Comments (10)
You can actually provide any (train_index, test_index) iterator to the cv parameter. sklearn's crossvalidate function accepts both kfold objects and iterators (kfold object's split outputs) as inputs. Example would be:
lofo_imp = LOFOImportance(dataset, cv=GroupKFold(4).split(X, y, groups), scoring="roc_auc")
from lofo-importance.
New sklearn version seems to have problems with iterables in cross_validate. Converting iterables to list is a workaround:
lofo_imp = LOFOImportance(dataset, cv=list(GroupKFold(n_splits=4).split(X=tr, y=tr['pressure'], groups=tr['breath_id'])), scoring="neg_mean_absolute_error")
from lofo-importance.
Thanks. It's better to add some document about it.
from lofo-importance.
@aerdem4 I meet this error when use groupkfold
'
In
cv_results = cross_validate(self.model, X, y, cv=self.cv, scoring=self.scoring, fit_params=fit_params)

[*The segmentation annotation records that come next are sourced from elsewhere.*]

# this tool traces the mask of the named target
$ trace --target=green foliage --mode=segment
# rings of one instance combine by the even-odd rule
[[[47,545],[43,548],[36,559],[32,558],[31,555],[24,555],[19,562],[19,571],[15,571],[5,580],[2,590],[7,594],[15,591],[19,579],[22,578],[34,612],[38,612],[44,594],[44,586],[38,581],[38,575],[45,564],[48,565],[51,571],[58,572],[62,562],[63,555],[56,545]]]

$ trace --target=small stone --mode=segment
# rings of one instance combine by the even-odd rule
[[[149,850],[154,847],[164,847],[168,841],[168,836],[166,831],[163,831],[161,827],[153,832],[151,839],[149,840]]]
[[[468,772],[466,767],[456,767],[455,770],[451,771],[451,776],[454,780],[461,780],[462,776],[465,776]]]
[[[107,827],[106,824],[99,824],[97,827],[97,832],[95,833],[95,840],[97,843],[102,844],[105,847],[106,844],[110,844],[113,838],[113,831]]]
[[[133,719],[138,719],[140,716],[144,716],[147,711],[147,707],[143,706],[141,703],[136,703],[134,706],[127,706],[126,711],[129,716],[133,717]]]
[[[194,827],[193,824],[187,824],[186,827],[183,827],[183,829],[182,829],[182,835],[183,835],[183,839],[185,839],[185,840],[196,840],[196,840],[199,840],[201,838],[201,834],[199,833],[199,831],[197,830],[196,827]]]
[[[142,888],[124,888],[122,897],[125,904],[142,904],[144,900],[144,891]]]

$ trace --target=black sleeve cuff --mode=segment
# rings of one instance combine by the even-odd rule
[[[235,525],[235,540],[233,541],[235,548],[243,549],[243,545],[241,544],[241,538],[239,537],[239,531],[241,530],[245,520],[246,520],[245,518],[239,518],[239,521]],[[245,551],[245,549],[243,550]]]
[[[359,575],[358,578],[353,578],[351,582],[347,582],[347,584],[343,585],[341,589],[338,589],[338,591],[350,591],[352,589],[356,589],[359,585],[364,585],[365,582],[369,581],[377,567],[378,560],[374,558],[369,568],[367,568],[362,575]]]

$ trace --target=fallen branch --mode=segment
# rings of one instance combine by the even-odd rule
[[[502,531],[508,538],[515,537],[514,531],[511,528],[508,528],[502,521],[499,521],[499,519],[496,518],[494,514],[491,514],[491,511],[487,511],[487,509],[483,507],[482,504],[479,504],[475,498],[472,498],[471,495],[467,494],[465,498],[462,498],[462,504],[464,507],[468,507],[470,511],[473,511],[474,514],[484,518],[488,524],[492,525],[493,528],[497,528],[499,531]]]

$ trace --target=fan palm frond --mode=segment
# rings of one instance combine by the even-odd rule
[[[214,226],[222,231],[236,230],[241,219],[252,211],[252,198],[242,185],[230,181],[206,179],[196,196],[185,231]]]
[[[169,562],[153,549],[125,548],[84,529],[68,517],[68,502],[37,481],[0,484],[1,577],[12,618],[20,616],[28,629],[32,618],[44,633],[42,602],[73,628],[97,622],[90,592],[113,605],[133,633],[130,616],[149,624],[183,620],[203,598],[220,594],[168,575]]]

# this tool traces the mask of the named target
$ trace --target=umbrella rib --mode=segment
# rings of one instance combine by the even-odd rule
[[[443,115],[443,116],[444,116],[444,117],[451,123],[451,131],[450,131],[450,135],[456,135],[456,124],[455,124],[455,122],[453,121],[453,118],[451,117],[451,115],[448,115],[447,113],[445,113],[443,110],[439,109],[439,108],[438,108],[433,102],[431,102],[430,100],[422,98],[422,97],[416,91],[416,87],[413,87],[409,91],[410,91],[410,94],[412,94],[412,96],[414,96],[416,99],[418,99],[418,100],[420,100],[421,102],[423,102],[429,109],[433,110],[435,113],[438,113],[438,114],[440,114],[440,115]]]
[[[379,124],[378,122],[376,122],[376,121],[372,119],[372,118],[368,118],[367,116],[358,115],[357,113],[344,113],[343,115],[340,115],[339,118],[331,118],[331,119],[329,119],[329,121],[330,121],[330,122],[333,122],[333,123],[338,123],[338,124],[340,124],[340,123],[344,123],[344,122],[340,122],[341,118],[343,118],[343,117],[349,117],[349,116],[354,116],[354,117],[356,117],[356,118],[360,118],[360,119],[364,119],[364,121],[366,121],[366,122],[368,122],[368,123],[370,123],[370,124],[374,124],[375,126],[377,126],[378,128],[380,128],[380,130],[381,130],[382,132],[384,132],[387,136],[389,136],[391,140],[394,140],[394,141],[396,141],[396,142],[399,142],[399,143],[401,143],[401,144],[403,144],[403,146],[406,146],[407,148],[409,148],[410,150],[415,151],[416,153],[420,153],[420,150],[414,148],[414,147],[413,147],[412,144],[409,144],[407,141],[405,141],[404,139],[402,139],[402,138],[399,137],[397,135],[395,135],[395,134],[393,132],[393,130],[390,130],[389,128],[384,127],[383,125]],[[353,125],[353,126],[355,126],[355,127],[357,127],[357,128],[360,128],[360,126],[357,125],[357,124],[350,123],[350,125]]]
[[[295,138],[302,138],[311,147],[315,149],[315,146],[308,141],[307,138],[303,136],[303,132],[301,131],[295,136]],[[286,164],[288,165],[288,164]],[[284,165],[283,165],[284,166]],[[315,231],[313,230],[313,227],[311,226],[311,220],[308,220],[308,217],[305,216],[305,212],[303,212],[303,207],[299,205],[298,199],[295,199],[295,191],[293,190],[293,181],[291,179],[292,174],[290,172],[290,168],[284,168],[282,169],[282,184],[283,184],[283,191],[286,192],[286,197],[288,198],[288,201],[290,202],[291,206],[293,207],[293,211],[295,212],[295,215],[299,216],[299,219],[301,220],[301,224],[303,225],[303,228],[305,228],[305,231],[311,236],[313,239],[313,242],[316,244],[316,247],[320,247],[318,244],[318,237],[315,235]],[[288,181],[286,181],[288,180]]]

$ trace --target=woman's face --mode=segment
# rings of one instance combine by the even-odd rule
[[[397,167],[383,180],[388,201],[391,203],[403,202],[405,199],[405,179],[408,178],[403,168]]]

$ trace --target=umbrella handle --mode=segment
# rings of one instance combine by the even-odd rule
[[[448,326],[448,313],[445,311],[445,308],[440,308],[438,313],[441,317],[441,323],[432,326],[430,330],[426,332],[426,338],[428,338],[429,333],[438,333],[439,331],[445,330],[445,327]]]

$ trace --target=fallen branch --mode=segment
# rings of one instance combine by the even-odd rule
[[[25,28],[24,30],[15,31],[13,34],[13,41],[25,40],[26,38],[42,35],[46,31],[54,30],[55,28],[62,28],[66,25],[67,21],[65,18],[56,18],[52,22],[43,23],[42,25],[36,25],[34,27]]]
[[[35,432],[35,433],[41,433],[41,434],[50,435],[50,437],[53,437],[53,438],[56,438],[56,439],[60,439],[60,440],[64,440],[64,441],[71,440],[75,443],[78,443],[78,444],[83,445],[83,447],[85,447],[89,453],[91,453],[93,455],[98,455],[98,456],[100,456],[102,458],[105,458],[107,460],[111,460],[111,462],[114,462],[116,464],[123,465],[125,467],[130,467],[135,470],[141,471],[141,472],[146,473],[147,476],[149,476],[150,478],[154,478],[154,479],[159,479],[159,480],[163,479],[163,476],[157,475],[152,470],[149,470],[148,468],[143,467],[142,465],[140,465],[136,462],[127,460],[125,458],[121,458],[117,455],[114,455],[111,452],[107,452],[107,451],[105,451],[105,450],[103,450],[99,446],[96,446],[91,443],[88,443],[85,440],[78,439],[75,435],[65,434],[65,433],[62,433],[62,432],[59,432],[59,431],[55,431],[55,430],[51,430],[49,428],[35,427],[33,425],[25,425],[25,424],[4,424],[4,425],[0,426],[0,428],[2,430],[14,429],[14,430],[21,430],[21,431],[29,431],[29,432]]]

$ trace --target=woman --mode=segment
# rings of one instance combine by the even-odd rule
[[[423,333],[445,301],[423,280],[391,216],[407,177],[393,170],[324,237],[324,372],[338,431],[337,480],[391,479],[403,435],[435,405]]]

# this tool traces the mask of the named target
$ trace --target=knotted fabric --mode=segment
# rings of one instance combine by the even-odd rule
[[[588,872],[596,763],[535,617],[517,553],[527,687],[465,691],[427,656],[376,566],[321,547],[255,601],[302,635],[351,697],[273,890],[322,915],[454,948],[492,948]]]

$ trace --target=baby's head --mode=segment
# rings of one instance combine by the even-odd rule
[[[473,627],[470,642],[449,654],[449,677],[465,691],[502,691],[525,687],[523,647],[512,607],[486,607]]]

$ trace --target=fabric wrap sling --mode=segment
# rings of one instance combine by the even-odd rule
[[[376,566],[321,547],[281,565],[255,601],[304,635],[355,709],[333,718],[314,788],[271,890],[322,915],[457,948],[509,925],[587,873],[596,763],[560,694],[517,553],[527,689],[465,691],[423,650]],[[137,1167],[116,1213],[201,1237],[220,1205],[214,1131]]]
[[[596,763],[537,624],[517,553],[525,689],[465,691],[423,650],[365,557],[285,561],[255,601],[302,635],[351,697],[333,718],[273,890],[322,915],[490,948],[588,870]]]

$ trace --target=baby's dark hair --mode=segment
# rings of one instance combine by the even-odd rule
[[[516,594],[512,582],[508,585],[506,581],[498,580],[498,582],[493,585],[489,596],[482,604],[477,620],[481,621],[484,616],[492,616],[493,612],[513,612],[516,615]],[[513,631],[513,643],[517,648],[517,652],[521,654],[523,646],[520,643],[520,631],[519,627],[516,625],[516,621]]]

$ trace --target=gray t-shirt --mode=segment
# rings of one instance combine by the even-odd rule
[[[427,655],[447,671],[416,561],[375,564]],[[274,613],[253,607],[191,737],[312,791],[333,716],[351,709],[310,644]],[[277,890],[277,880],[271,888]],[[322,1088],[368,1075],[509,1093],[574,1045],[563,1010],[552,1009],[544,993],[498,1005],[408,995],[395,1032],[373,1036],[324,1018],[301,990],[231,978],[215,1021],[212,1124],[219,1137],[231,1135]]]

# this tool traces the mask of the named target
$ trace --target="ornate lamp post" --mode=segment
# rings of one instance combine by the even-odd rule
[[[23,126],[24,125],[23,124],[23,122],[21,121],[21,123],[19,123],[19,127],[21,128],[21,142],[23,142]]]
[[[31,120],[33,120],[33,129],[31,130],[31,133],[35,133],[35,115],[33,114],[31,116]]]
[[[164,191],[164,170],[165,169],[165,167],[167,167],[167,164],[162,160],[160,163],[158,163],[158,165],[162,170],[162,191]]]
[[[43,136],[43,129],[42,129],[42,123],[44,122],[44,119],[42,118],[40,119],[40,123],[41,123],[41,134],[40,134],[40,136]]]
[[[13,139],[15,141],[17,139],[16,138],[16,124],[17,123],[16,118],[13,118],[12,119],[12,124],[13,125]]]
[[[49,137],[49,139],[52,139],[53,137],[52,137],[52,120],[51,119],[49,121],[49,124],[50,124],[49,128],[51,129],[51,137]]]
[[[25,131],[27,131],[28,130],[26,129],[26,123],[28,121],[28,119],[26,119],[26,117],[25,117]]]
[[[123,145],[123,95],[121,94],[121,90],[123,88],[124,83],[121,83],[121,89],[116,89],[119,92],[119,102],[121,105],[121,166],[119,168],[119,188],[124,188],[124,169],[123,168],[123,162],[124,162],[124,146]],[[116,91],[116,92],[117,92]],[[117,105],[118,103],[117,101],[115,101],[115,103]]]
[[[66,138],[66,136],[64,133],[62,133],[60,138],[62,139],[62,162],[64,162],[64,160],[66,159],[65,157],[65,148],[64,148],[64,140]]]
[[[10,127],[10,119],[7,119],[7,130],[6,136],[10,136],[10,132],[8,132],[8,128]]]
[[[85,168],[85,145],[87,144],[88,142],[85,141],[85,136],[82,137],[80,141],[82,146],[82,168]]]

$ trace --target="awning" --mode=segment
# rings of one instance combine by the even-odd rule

ValueError: not enough values to unpack (expected 3, got 0)
'
from lofo-importance.
Sklearn cross_validate
function (which is used by lofo-imortance
in LOFOImportance._get_cv_score
) has a groups
keyword argument, I forked this repo and added it there. You can see it in this PR BartlomiejSkwira#1 (it's a work in progress, requires tests)
@aerdem4 would it be a good PR candidate to your repo?
from lofo-importance.
@BartlomiejSkwira GroupKFold is supported with the workaround above. Your PR looks nice but it only covers one out of many validation schemes. From minimalistic point of view, I am thinking maybe keeping the repo without exceptions is better. But if you have an idea to include most common validation schemes in a generic way, you are welcome.
from lofo-importance.
@aerdem4 This workaround did't work for me, I would get a:
Traceback (most recent call last):
File "/opt/conda/lib/python3.8/runpy.py", line 194, in _run_module_as_main
return _run_code(code, main_globals, None,
File "/opt/conda/lib/python3.8/runpy.py", line 87, in _run_code
exec(code, run_globals)
...
<my code calling lofo_importance.get_importance()>
...
File "/opt/conda/lib/python3.8/site-packages/lofo/lofo_importance.py", line 85, in get_importance
lofo_cv_scores.append(self._get_cv_score(feature_to_remove=f))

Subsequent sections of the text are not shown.